The sleep cure

| January 01, 2007

Staying alert on the road requires solid rest – not gimmicks or caffeine.

What’s keeping you up at 3 a.m.? According to sleep scientists, not much.

Drowsy driving is the primary culprit in a significant number of the more than 5,000 commercial truck crashes that happen on average each year, though estimates vary widely on just how many.

Tanker hauler Danny Fox averages a good eight hours sleep a night – or day. “Sometimes you may well be on days,” he says, “sometimes you’re on nights. Then sometimes you’ll be on afternoons.” Occasionally the Airgas Southwest driver will be looking at less time asleep, though, as straight daytime sleep he finds hardest to get through. Sleep scientists say this is natural. As Fox puts it, “You’re supposed to sleep at night.”

Fifty-year-old cattle-hauling owner-operator David Conannon, of Liberal, Kan., was known to push himself to the limit in the old days. He takes it a little easier, now, he says, but he’ll still pull a trailer full of bulls through a long night. He often drinks low-sugar energy drinks to keep himself alert. “They don’t have a lot of caffeine or sugar, though,” he says. “They don’t really work if you wait till you’re really tired to drink ‘em. You have to be steady with it, set yourself.”

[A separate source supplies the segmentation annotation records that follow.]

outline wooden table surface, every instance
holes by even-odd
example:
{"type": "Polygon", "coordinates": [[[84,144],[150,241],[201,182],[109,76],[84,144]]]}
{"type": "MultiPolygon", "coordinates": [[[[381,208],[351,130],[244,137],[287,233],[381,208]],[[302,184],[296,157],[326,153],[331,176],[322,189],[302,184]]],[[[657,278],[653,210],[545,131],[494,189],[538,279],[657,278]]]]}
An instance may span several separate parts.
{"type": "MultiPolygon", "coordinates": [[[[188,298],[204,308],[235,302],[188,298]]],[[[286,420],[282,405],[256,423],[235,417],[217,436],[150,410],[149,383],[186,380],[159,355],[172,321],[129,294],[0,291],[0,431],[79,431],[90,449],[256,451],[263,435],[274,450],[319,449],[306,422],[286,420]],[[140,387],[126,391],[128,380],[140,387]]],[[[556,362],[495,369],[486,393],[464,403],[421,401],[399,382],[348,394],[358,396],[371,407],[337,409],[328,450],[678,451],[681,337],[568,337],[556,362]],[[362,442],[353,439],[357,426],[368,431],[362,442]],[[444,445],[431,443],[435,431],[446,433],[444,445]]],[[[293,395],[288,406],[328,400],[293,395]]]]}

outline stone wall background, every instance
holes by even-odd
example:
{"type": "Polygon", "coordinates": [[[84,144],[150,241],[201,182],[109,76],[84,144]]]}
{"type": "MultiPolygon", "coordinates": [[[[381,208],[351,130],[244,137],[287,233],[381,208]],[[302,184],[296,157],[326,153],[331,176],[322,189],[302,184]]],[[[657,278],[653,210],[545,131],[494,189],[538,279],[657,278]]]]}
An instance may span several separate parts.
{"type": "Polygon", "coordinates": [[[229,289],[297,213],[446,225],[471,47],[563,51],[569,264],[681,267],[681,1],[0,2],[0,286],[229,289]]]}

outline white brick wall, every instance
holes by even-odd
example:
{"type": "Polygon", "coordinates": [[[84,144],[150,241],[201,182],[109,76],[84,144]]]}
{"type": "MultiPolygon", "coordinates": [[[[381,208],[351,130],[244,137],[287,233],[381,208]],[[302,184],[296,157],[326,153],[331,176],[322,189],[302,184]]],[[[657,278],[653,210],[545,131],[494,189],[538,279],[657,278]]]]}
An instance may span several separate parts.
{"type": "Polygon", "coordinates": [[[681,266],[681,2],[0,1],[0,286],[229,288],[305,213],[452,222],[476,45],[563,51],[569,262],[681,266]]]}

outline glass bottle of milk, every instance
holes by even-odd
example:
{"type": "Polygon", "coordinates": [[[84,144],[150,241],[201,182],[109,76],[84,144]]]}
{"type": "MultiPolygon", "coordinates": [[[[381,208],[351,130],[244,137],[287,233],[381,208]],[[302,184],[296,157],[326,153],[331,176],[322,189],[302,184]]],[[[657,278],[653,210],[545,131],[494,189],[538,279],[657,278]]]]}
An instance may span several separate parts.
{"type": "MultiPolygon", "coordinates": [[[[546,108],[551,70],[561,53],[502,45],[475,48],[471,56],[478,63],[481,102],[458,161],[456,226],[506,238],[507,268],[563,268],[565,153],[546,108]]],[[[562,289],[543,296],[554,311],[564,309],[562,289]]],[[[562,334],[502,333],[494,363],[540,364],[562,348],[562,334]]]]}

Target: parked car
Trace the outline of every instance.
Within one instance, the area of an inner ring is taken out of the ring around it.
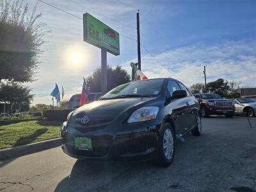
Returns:
[[[208,117],[210,115],[225,115],[226,117],[232,117],[235,113],[234,102],[225,99],[216,93],[195,94],[199,101],[202,117]]]
[[[1,117],[10,117],[10,114],[9,113],[2,113],[0,115]]]
[[[118,86],[71,112],[61,127],[61,148],[77,159],[154,159],[166,166],[175,140],[189,132],[202,132],[192,93],[174,79],[148,79]]]
[[[252,117],[256,113],[256,101],[250,98],[237,98],[234,99],[236,114],[245,115]]]
[[[101,95],[101,93],[89,93],[88,95],[88,103],[98,99]],[[68,102],[68,108],[76,109],[80,107],[79,102],[81,93],[73,95]]]

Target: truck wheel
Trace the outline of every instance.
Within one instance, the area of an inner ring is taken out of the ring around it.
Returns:
[[[158,158],[155,163],[161,166],[172,164],[175,152],[175,137],[171,125],[165,123],[160,133],[158,143]]]
[[[200,136],[202,133],[202,121],[201,116],[200,115],[197,117],[197,125],[196,127],[192,129],[192,134],[193,136]]]
[[[209,114],[205,107],[202,108],[201,115],[202,115],[202,117],[209,117]]]

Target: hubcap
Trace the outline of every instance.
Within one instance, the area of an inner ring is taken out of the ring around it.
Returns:
[[[163,148],[165,157],[170,160],[173,154],[173,138],[170,129],[166,129],[164,134]]]
[[[197,117],[197,127],[198,127],[198,131],[199,132],[201,133],[202,132],[202,122],[201,122],[201,118],[198,116]]]

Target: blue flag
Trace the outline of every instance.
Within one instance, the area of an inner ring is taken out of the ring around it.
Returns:
[[[55,88],[53,90],[52,92],[51,93],[51,95],[55,97],[55,99],[57,100],[57,103],[60,102],[60,90],[58,84],[56,83],[55,83]]]

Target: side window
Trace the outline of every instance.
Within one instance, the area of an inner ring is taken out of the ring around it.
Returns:
[[[172,93],[176,90],[180,90],[180,87],[176,81],[169,81],[167,87],[168,90],[169,91],[170,95],[172,97]]]
[[[182,90],[187,92],[188,96],[192,96],[191,93],[190,93],[189,91],[186,88],[186,86],[183,84],[179,83],[179,85],[180,86],[180,89]]]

In a pinch, he says, “power naps work even better. If it gets bad, I’ll get off at an exit, find a place I can stop and lay down for about 30 minutes.”

A nap’s a good choice because “sleeping is the most effective way to reduce sleepiness,” as a 1997 National Highway Transportation and Safety Administration report bluntly puts it. That report also identified over-the-road truckers, among other workers with irregular schedules, as one of three highest-risk groups.

How we understand drowsiness, or sleepiness, has changed in recent decades. People still use the words “fatigue” and “inattention” when talking about drowsiness behind the wheel, but as the NHTSA report makes clear, fatigue is more accurately defined as a specific desire to not continue the task at hand, whatever the task may be. And inattention is a by-product of drowsiness, not equivalent to it. Sleepiness, scientists have shown, is altogether different.

“Sleep is not something you can automatically do well,” says Dr. Allan I. Pack, director of the Division of Sleep Medicine at the University of Pennsylvania’s Center for Sleep and Respiratory Neurobiology.

What he means, partly, is that sleep is something our bodies drive us toward – the need for sleep is controlled by processes that go on below the level of our waking minds. The daily rhythms of the body are controlled by the circadian pacemaker, a group of cells within the suprachiasmatic nucleus in the hypothalamus region of the brain, and there are particular times during the day when it’s easier or harder to sleep.

Dr. Pack describes the pacemaker as a clock with two primary functions. “One is it controls the timing of sleep,” he says, “and it also gives out a time-varying alertness signal across the day.”

The times when it’s keeping you most alert vary from person to person, but it’s during these times that it’s a really bad idea to sleep. In a person on a “normal” sleep schedule the high alertness times might correspond to mid-morning, 8 to 10 or so, and “from 5 to about 8,” Pack says. “That’s considered by sleep scientists the absolute worst time to sleep because the clock is making you so alert at that time that you have real difficulty sleeping.

“Night shift workers who sleep during the day have poorer quality sleep and do not sleep as long as those of us who work by day and sleep at night.”